Should intentional copyright infringement be a crime if it is not undertaken for commercial gain? The copyright industries say yes, it is the only way to ensure that malicious infringement on the Internet is punished. Others question whether a broad expansion of criminal liability is warranted.

These are just a few of the issues confronting Congress this year and next as they consider important bills that will affect copyright in the online environment. Four bills have been introduced. The House Intellectual Property Subcommittee held hearings on all of these subjects in September. The Senate Judiciary Committee also held a hearing on service provider liability.

Network Operator Liability.
A coalition of online service providers, Internet access providers, educational institutions and corporations that operate their own networks is seeking clarification of the law of copyright liability arising out of the acts of network users. The coalition's concerns are based on the strict liability nature of copyright law and the breadth of certain judicial decisions regarding doctrines of vicarious and contributory liability. Specifically, they are concerned that the automatic operations of their networks at the behest of users could lead to liability in circumstances where they lack knowledge of infringement or the practical ability to control the infringement.
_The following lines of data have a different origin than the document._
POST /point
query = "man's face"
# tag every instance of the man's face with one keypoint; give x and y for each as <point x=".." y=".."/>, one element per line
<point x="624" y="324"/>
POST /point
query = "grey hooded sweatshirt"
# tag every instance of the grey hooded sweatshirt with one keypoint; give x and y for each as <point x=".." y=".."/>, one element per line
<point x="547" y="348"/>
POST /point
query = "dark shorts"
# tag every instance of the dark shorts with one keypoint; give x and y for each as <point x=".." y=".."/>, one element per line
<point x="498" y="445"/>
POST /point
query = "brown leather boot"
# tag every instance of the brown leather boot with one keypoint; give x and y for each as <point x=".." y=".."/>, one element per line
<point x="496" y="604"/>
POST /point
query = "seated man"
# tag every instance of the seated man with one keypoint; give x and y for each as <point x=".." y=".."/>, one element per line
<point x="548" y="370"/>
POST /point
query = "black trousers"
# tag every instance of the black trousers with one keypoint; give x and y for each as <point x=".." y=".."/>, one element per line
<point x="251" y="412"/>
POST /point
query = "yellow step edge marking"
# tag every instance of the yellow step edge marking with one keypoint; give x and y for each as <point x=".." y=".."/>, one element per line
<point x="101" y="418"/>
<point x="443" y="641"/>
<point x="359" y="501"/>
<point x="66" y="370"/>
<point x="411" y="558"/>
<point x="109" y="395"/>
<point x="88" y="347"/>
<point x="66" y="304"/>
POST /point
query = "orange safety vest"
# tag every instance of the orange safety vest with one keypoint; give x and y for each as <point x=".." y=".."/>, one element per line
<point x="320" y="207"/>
Representatives of the content community argue that no change to existing law is needed and that the threat of liability is essential to ensure that network operators do not turn a blind eye to user infringements. They are opposed to legislation on the issue.

Senator John Ashcroft (Mo.) and Congressmen Howard Coble (N.C.) and Henry Hyde (Ill.) have introduced different bills (S. 1146 and H.R. 2180, respectively) that would provide protection for network operators under certain circumstances.

Treaty Implementing Legislation.
In December, 1996, the World Intellectual Property Organization adopted two treaties in part designed to strengthen international copyright protection in the digital environment. While very few changes in U.S. law are needed to comply with the treaties, the treaties do require the U.S. to prohibit the "circumvention” of copy prevention technologies.

The Administration is advocating a bill (H.R. 2281) that broadly protects any technology that prevents copyright infringement. The bill proscribes the descrambling of scrambled or encrypted works and the manufacture, importation or distribution of devices "primarily designed” or "marketed” for the purpose of circumvention. The content community has hailed the treaties as critically important and supports the Administration's bill. However, universities and libraries are concerned that the broad prohibition against circumvention will eliminate or greatly weaken rights of "fair use” that have long been a key part of the copyright balance. Consumer electronics manufacturers fear that the broadly drafted legislation will outlaw legitimate recording devices and other equipment.

The liability and treaty issues have been linked politically. Legislation on either is unlikely to move without resolution of both issues. However, there is likely to be plenty of behind the scenes activity in the coming months.

Expansion of Criminal Liability.
In the wake of the LaMacchia case, in which an allegedly malicious Internet infringer of computer software escaped criminal liability because he did not benefit commercially, Congress is considering a broad expansion of criminal liability for willful copyright infringement. A proposed bill (S. 1044) would make any willful reproduction or distribution (including by electronic means) criminal, if it involves ten or more copies worth more than $5,000. Interestingly, the language "including by electronic means” appears to imply that electronic transmission is "distribution,” a point Congress refused to enact directly last year. The further criminalization of intentional copyright infringement could significantly raise the stakes of copyright litigation in the future.

Cyberlaw Postings will continue to follow these bills throughout this Congress.